A US forecast that the European Union will lift its wheat exports to 23.0m tonnes this season, the third highest on record, is based on ideas that France will take up the baton on supplying Egypt.
Romania, on the European Union side of the Black Sea, has proved the major shipper to Egypt, so far in 2013-14, chalking up orders of more than 800,000 tonnes, out of the 2.1m tonnes ordered by the top importing country.
That is more than orders from Russia, which has traditionally dominated early-season orders by Egypt's Gasc grain authority, and Ukraine, also known as a fierce competitor on international markets.
And Gasc looks likely to turn largely elsewhere in the EU for supplies once Romania, a relatively minor producer, exhausts its exportable supplies, the US Department of Agriculture said.
"Romania is aggressive exporting to Egypt, and France is expected to take over the Egyptian business as Romanian supplies dwindle," the USDA said.
This is at a time when Egypt has been "tendering aggressively, intending to replenish the countries' wheat stocks to provide subsidised bread to about a quarter of its population who live below the poverty level".
While Egypt has run into economic problems, and ran down its stocks in 2012-13 in an effort to save cash, "several Arab countries - Saudi Arabia, United Arab Emirates and Kuwait - pledged monetary support for Egypt to aid the currency strapped country whose trade deficit is widening".
However, French supplies at the latest Gasc tender closed the gap with offers from the Black Sea exporters.
The USDA also flagged that France has been exporting to China, Algeria and Saudi Arabia, helping EU wheat exports, as measured by licences, hit 2.5m tonnes since 2013-14 began at the start of July, the fastest pace in 10 years.
The comments came as the USDA expanded on the reasons behind an upgrade last week of 1.0m tonnes to 23.0m tonnes in its estimate for EU wheat exports this season, besides lifting by 500,000 tonnes to 9.5m tonnes its forecast for Egyptian purchases.

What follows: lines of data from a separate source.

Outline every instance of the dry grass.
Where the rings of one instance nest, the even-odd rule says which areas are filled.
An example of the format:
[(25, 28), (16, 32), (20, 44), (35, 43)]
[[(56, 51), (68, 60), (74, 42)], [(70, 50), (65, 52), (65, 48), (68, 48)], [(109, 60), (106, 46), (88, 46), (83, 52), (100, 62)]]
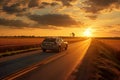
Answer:
[(0, 38), (0, 46), (40, 44), (43, 38)]
[(112, 51), (117, 59), (120, 60), (120, 39), (100, 39), (100, 41)]
[(109, 45), (113, 49), (120, 51), (120, 40), (115, 40), (115, 39), (102, 39), (100, 40), (106, 45)]
[[(112, 43), (110, 43), (112, 42)], [(118, 40), (103, 40), (99, 42), (98, 53), (94, 61), (95, 76), (94, 78), (100, 80), (119, 80), (120, 79), (120, 62), (114, 56), (116, 50), (115, 42)], [(112, 47), (111, 47), (111, 46)], [(114, 49), (113, 49), (114, 48)]]
[(0, 38), (0, 52), (40, 47), (43, 38)]

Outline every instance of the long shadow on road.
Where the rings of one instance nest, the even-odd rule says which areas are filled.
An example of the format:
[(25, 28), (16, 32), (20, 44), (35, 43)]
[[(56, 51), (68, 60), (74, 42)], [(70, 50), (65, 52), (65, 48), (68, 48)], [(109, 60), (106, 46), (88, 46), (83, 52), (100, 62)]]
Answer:
[(7, 75), (15, 73), (19, 70), (22, 70), (22, 69), (26, 68), (27, 66), (38, 63), (38, 62), (44, 60), (45, 58), (55, 55), (55, 54), (57, 54), (57, 53), (39, 52), (39, 53), (25, 56), (22, 58), (17, 58), (14, 60), (1, 62), (0, 63), (0, 79), (6, 77)]

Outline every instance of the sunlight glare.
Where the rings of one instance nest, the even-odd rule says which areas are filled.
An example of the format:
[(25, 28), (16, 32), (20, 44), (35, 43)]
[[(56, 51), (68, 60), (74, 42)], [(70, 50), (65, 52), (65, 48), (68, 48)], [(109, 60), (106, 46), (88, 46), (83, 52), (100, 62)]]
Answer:
[(84, 35), (85, 37), (91, 37), (91, 36), (92, 36), (92, 29), (91, 29), (91, 28), (87, 28), (87, 29), (84, 31), (83, 35)]

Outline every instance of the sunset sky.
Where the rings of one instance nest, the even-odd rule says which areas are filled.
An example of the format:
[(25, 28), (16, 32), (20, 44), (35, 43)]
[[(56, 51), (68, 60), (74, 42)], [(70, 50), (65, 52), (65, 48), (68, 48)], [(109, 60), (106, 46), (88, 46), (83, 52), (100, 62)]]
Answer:
[(0, 0), (0, 36), (120, 37), (120, 0)]

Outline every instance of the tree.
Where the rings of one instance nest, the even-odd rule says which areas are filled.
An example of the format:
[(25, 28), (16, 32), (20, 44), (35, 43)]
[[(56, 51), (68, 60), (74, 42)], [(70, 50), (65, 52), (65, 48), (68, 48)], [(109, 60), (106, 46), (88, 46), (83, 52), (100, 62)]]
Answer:
[(72, 36), (72, 37), (75, 37), (75, 33), (74, 33), (74, 32), (72, 32), (72, 33), (71, 33), (71, 36)]

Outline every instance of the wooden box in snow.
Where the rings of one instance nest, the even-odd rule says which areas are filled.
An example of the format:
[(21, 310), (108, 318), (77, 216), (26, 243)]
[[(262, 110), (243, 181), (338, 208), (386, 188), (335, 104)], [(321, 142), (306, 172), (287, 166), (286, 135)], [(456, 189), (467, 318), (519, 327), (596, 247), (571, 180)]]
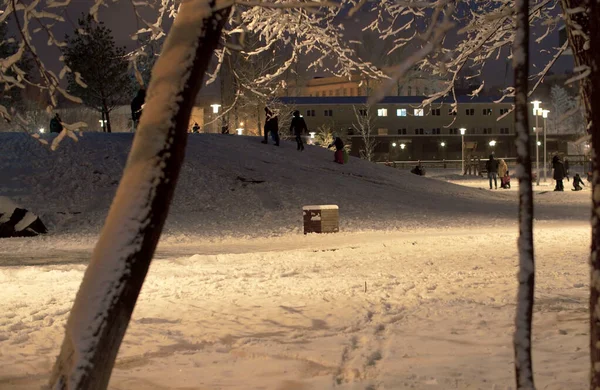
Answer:
[(340, 231), (339, 208), (336, 205), (302, 207), (304, 234), (337, 233)]

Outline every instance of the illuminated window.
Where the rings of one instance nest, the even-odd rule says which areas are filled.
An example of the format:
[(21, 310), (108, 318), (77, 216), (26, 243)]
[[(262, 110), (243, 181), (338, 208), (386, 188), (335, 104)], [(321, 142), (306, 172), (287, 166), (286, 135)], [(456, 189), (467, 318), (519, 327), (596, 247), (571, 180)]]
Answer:
[(378, 108), (377, 116), (387, 116), (387, 108)]
[(424, 112), (422, 108), (415, 108), (414, 116), (423, 116)]
[(396, 116), (406, 116), (406, 108), (398, 108), (396, 110)]

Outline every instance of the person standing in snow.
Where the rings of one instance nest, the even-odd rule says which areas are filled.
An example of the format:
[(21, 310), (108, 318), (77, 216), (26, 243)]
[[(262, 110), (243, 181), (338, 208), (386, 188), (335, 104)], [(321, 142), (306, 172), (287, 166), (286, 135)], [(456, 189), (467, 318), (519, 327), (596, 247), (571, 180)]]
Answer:
[(565, 166), (563, 165), (562, 161), (560, 161), (558, 156), (552, 157), (552, 169), (554, 169), (553, 177), (554, 180), (556, 180), (556, 187), (554, 188), (554, 191), (564, 191), (565, 187), (563, 180), (566, 176)]
[(50, 119), (50, 132), (60, 133), (62, 130), (62, 121), (60, 120), (60, 116), (58, 116), (58, 113), (56, 113), (56, 115), (54, 115), (54, 118)]
[(485, 169), (490, 180), (490, 190), (492, 189), (492, 179), (494, 179), (494, 187), (498, 189), (498, 160), (494, 159), (493, 154), (490, 154), (490, 159), (486, 161)]
[(275, 146), (279, 146), (279, 119), (269, 107), (265, 107), (264, 132), (265, 139), (261, 141), (263, 144), (269, 143), (269, 133), (271, 133), (271, 138), (275, 141)]
[(343, 164), (344, 163), (344, 141), (336, 136), (335, 134), (333, 135), (334, 140), (332, 143), (329, 144), (329, 146), (327, 146), (327, 149), (335, 146), (335, 153), (333, 154), (333, 161), (338, 163), (338, 164)]
[(304, 142), (302, 142), (302, 134), (308, 131), (304, 118), (300, 116), (300, 111), (294, 111), (294, 117), (292, 118), (292, 124), (290, 125), (290, 131), (296, 136), (296, 144), (298, 148), (296, 150), (304, 150)]
[(142, 108), (146, 101), (146, 90), (141, 88), (131, 101), (131, 119), (133, 120), (133, 131), (137, 130), (142, 116)]
[(194, 122), (194, 127), (192, 127), (192, 133), (199, 133), (200, 132), (200, 125), (198, 124), (198, 122)]
[(565, 162), (563, 163), (563, 165), (565, 166), (565, 177), (567, 178), (567, 181), (569, 181), (569, 159), (565, 157)]
[(506, 176), (506, 172), (508, 172), (508, 165), (506, 165), (506, 161), (499, 158), (498, 159), (498, 177), (500, 178), (500, 187), (504, 188), (504, 181), (502, 180), (504, 176)]

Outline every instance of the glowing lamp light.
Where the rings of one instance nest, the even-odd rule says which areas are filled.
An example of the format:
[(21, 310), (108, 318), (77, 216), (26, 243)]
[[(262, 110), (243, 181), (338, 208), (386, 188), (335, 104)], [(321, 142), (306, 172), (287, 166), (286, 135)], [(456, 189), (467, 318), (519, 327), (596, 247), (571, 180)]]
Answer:
[(235, 129), (235, 131), (237, 131), (238, 135), (242, 135), (242, 133), (244, 132), (244, 128), (243, 127), (238, 127), (237, 129)]
[(444, 146), (446, 146), (445, 142), (440, 143), (440, 146), (443, 148)]
[(496, 141), (493, 141), (493, 140), (492, 140), (492, 141), (490, 141), (490, 146), (492, 146), (492, 147), (493, 147), (493, 146), (496, 146)]
[(310, 132), (310, 133), (308, 133), (308, 134), (310, 134), (310, 138), (315, 138), (315, 134), (317, 134), (317, 133), (316, 133), (316, 132), (314, 132), (314, 131), (311, 131), (311, 132)]
[(550, 113), (550, 110), (542, 110), (542, 118), (544, 118), (544, 119), (548, 118), (549, 113)]
[(43, 134), (43, 133), (44, 133), (44, 131), (46, 131), (46, 130), (44, 130), (44, 128), (43, 128), (43, 127), (40, 127), (40, 130), (39, 130), (39, 131), (40, 131), (40, 133), (42, 133), (42, 134)]
[(400, 149), (404, 150), (405, 147), (406, 147), (405, 144), (400, 144)]
[(467, 129), (465, 129), (464, 127), (462, 127), (460, 129), (460, 135), (465, 135), (466, 132), (467, 132)]
[(393, 146), (393, 147), (396, 147), (396, 143), (395, 143), (395, 142), (392, 142), (392, 146)]
[(211, 104), (210, 106), (211, 106), (211, 107), (212, 107), (212, 109), (213, 109), (213, 114), (218, 114), (218, 113), (219, 113), (219, 108), (221, 107), (221, 105), (220, 105), (220, 104), (216, 104), (216, 103), (215, 103), (215, 104)]
[(542, 141), (538, 141), (537, 146), (542, 146)]
[(540, 104), (542, 104), (542, 102), (540, 102), (539, 100), (534, 100), (531, 102), (531, 104), (533, 104), (533, 115), (537, 115), (537, 112), (540, 109)]

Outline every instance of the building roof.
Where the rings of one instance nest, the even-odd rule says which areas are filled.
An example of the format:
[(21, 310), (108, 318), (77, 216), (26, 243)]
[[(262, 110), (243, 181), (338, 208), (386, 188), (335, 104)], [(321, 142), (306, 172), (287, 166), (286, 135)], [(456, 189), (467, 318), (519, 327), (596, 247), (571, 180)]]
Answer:
[[(367, 103), (367, 96), (281, 96), (277, 98), (283, 104), (304, 105), (304, 104), (361, 104)], [(427, 96), (386, 96), (377, 104), (421, 104)], [(457, 96), (458, 103), (494, 103), (499, 97), (493, 96)], [(445, 96), (436, 99), (434, 103), (454, 103), (454, 98)], [(513, 98), (505, 98), (502, 103), (514, 103)]]

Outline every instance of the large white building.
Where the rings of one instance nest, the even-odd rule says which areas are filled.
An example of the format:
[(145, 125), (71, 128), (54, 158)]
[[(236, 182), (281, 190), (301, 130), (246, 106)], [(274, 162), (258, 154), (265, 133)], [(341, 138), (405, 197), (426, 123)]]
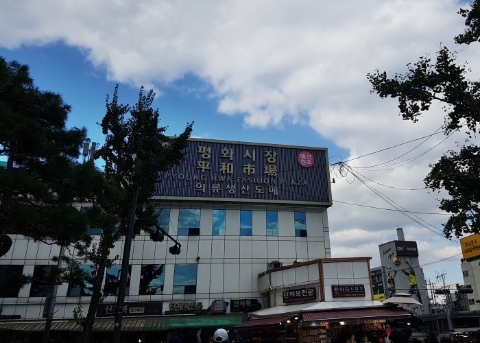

However, they also sharpen ideas of the uneven availability of high quality wheat, which is seen as abundant in the EU, as flagged separately by trade comments on UK wheat dynamics, but tight in many other geographies.
High-quality wheat "is expected to be in short supply this year", the USDA said, echoing comments from the likes of Australia's Abares crop bureau and Macquarie.
Indeed, Russia is viewed as having slender supplies of high quality wheat, after rains at harvest in the central region, and most lately in Siberia, where it had been hoped that a strong spring wheat crop would bolster supplies.
"Russia is struggling with wet conditions on the tail end of their wheat harvest, which has raised more concerns about the overall quality of the Russian crop," Brian Henry at US broker Benson Quinn Commodities said.
In Siberia, "fields are still wet, which complicates the access of the farmers," Agritel said.
"Furthermore, the moisture content of the grains seems still too high," a worry as it encourages sprouting which can render wheat unfit for milling, besides making storage difficult if the grain is not dried.
However, "the weather conditions are getting better", Agritel said.
SovEcon, the Moscow-based consultancy, has warned of a "significant decline" in Russian grain exports this autumn, thanks to higher prices encouraged by the shortage of high quality grain.
Hopes for French wheat exports, by contrast, are buoyant, with the official FranceAgriMer bureau last week forecasting an 11% rise to 11.0m tonnes in shipments outside the EU this year, and many traders believing the result could turn out higher still.
France in 2012-13 shipped 17.1m tonnes of wheat, 9.9m tonnes to buyers outside the EU.